Das BKA räumt 2012 in einem Papier ein: "Ein eindeutiger Nachweis, dass zumindest Mundlos und Böhnhardt am Tattat in unmittelbarer Tatortnähe waren, konnte bislang nicht erbracht werden." Auch Zschäpe lässt sich nur ein einziges Mal zu den Heilbronner Vorgängen ein. Im Münchner Prozess sagt sie: Böhnhardt und Mundlos haben erzählt, sie hätten sich Waffen beschafft, weil die eigenen Ladehemmungen hatten. Geglaubt habe sie das nicht.
Viele der Wissenslücken im Heilbronner Fall sind dem Chaos anzulasten, das nach der Tat in den Etagen der ermittelnden Behörden ausbrach. Mehrfach wechselte bei der Sonderkommission "Parkplatz" die Regie. Erst war die lokale Polizei, dann das Landeskriminalamt zuständig. Später, nach der Enttarnung der NSU-Morde, übernahm das Wiesbadener Bundeskriminalamt die Fahndung. Die Richtungen der Ermittlungen wechselten so schnell wie die Verantwortungen. Alte Spuren wurden fallen gelassen, neue aufgenommen, andere gar nicht verfolgt.
Eine Auflistung der Ungereimtheiten zeigt: Zu Ende ermittelt ist wenig. Es fällt schwer, Verschwörungstheorien und ernste Hinweise auseinander zu halten. Und ganz am Anfang hat auch noch eine Panne für weltweite Häme gesorgt.
Die falsche DNA
Am Tatort 2007. Beamte sichern DNA-Spuren an der Kleidung der Polizeibeamten. Sie finden an der von Martin A. die eines Mannes, deren Zugehörigkeit bis heute unklar ist. Andere führen zu einer unbekannten Frau, die im Lauf der Zeit an mindestens 40 Tatorten in Deutschland, Frankreich und Österreich für Gangsterstücke aller Art verantwortlich zu sein scheint. Morde, Autodiebstähle, Serieneinbrüche. Ein Querschnitt durch die Kriminalstatistik. Marodiert da wer durch halb Europa?

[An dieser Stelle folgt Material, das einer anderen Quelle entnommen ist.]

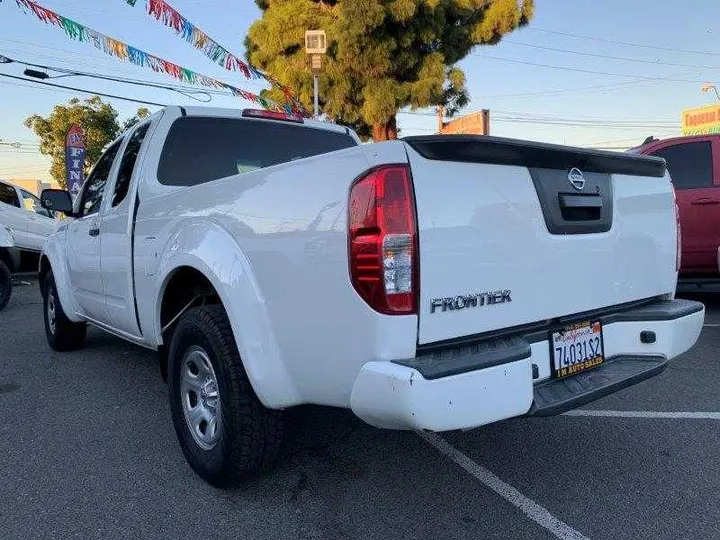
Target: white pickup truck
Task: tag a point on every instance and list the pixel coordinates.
(433, 283)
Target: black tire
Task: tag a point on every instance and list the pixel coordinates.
(5, 285)
(66, 335)
(250, 436)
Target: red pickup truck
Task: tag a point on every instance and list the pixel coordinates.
(694, 165)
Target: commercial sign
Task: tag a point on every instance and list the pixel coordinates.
(74, 159)
(701, 121)
(473, 124)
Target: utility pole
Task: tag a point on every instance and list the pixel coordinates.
(316, 48)
(707, 87)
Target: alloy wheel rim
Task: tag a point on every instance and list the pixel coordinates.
(200, 395)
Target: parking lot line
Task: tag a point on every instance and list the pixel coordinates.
(534, 511)
(647, 414)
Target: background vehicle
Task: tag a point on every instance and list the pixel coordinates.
(24, 227)
(433, 283)
(694, 165)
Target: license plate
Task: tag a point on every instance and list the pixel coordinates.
(577, 348)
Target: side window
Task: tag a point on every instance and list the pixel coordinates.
(95, 184)
(202, 149)
(8, 195)
(690, 164)
(32, 204)
(127, 165)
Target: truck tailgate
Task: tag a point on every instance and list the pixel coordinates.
(506, 239)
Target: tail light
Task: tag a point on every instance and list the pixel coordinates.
(678, 255)
(383, 240)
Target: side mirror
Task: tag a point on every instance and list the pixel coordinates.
(57, 200)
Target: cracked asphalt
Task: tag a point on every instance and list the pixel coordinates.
(88, 451)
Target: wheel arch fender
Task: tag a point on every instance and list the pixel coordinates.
(208, 248)
(6, 238)
(52, 258)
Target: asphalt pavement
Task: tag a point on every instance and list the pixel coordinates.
(88, 451)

Sechs Staatsanwaltschaften machen sich auf die Suche. Nach zwei Jahren wissen sie: Der Gen-Code ist einer Mitarbeiterin zuzuordnen, die für das Verpacken jener Wattebäuschchen zuständig war, die die Kriminaltechniker für die DNA-Sicherstellung nutzten. Die Geschichte der mutmaßlichen Vielfach-Täterin handelt in Wirklichkeit von unsauberer Arbeit und einer peinlichen Verwechselung.
Die Phantombilder
Trotz der Irreführung durch die DNA-Panne bringen die Recherchen der heimischen Fahnder in den Jahren nach 2007 erste Ergebnisse. 14 Phantombilder können nach Zeugenaussagen angefertigt werden. Es handelt sich um Bilder von hektisch fliehenden Unbekannten, die kurz nach der Tat im Umkreis der Theresienwiese gesehen wurden. Einige sollen blutbefleckt in Fahrzeuge geklettert sein. Ein Mann wusch sich schnell die roten Blutspuren vom Ärmel. Bis zu sechs Täter könnten es gewesen sein, berichtet das LKA. Doch dann wird kein einziges Bild zur Öffentlichkeitsfahndung freigegeben.

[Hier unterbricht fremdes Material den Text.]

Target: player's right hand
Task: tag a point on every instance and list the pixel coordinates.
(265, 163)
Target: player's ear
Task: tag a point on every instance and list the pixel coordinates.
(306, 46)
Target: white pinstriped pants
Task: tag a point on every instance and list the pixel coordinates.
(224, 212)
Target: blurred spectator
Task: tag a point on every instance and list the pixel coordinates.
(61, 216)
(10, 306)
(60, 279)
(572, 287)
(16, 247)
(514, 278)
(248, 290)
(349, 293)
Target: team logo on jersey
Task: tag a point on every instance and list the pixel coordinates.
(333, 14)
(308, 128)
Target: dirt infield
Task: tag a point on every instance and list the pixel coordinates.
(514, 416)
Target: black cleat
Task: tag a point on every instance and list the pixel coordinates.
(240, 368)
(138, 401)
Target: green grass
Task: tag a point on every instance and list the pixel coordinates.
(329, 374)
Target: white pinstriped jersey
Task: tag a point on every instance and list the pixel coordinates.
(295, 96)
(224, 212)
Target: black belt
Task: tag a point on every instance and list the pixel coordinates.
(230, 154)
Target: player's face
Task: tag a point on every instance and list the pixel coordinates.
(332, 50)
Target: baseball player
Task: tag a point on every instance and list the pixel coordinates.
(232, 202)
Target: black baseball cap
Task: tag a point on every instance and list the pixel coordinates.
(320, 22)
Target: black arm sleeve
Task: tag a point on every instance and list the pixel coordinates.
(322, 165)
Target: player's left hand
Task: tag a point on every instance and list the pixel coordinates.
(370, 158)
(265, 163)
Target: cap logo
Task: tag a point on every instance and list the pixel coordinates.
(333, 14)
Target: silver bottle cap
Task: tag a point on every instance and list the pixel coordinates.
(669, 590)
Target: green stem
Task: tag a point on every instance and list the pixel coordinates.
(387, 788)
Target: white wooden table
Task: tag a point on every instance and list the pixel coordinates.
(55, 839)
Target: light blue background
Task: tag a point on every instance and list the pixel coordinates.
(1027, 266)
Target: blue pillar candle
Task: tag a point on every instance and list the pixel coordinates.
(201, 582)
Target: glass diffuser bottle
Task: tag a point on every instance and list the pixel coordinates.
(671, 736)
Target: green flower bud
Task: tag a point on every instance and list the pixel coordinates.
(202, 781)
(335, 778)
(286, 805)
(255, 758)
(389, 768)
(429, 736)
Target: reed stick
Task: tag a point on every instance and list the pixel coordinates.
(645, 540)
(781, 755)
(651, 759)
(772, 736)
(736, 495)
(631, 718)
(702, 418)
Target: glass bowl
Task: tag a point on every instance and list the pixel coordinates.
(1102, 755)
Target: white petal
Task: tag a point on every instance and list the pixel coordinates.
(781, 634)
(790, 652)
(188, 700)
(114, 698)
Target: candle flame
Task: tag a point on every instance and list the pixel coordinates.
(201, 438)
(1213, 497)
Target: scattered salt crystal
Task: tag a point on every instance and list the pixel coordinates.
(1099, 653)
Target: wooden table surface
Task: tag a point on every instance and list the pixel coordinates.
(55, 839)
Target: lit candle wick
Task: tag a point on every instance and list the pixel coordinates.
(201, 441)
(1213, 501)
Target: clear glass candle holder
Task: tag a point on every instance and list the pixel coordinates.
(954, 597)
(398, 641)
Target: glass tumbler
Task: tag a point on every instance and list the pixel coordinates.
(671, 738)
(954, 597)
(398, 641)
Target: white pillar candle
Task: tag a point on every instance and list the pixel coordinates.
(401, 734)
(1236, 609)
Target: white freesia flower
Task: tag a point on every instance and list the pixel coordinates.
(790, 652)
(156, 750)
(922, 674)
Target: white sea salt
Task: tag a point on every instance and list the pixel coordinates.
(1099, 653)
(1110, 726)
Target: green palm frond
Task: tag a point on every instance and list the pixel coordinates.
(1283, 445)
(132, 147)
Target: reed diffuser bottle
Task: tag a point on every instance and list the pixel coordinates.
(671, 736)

Denn die Staatsanwaltschaft sieht zunächst zu viele Rechtsunsicherheiten. Die Bundesanwaltschaft schließt sich dem an. Sie stellt schließlich nach 2011 fest: Uwe Böhnhardt und Uwe Mundlos ähneln den Zeichnungen nicht. Die Phantombild-Fährte wird also fallen gelassen. Die Zahl der möglich Täter reduziert sich von sechs auf zwei. Ist das ein Fehler? Nach wie vor melden die Untersuchungsausschüsse Zweifel an dieser Entscheidung an.
Eine Beziehungstat?
Wieso muss die lebenslustige, sportliche Michèle Kiesewetter sterben? Ist sie tatsächlich ein zufälliges Opfer? Der Vorsitzende des Untersuchungsausschusses im Bundestag Clemens Binninger bezweifelt das im Interview mit t-online.de.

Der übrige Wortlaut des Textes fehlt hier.